A shortcoming with Bradley, and with most of the other characters, is that we hear lots about their problems with money but not many details about what they do to earn it. Pottenger's script names plenty of jobs, in lists that become a swirl of words: "I'm a receptionist for $7.25 an hour… I fold clothes… I make 600 bucks an hour doing something illegal…We made our money in oceans…" But Pottenger could pay still more attention to the specifics of our everyday work lives - the tasks we complete, the problems we solve, the deals we make. These inform and are informed by our attitudes about money, and they need light shed on them, too.

The closest she gets to a portrait of the daily grind is with the recurring characters of two New York City gar-bagemen named Sal (played by Rivera) and Jasper (played by Downer). Part comedy team, part masters of ceremonies, they reappear from time to time to read Harper's Index-type lists of economic statistics. Sometimes they add visual aids, such as the jars of BBs they use to make a vivid demonstration of the sound of great wealth.

But even more telling are the passages when Sal and Jasper talk about their own lives: Sal is sending his kid to MIT on scholarship. Jasper's worried about the environment, and goads Sal for driving an SUV. It's about as far from the two sewer workers on "The Honeymooners" as you could get, and it's another instance in which Pottenger seems to be telling us, "Look around you - the guy hauling trash is dealing with the same financial issues as the lawyer. Money is a great equalizer as well as a great separator: Talk about it."
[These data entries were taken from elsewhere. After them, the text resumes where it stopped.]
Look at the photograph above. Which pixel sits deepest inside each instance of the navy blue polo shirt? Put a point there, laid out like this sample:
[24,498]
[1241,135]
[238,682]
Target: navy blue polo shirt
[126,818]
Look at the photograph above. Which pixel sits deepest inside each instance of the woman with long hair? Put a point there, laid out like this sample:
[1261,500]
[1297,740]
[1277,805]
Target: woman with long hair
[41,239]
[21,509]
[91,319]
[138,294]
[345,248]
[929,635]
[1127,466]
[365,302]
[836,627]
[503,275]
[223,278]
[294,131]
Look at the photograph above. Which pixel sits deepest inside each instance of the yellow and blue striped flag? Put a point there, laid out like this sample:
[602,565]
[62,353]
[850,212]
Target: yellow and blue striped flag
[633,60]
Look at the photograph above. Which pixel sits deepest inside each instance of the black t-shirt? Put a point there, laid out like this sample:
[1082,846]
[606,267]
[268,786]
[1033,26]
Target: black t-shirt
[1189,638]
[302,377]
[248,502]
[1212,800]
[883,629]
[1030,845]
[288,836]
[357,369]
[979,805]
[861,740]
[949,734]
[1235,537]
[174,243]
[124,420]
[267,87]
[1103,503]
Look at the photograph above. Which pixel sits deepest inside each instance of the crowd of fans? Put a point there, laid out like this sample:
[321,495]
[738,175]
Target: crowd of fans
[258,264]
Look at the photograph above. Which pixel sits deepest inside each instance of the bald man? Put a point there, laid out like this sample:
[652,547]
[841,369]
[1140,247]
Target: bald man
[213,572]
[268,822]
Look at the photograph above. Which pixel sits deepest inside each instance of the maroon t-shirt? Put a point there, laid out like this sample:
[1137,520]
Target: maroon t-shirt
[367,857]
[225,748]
One statistic certainly got the FlynnSpace audience looking around. Sal and Jasper reported that, based on the forms turned in at the beginning the show, the total worth of the 120 people attending the show that night was $34 million. Pottenger says the average skewed much higher here because she invited her Burlington interviewees to attend the performance. As with other cities, these included people who were very wealthy as well as the working poor. Who was who? Looking around, it was impossible to know for sure, and Pottenger makes sure everyone's identity is kept confidential. If they want to come out about their true financial identities, they will - but in their own time.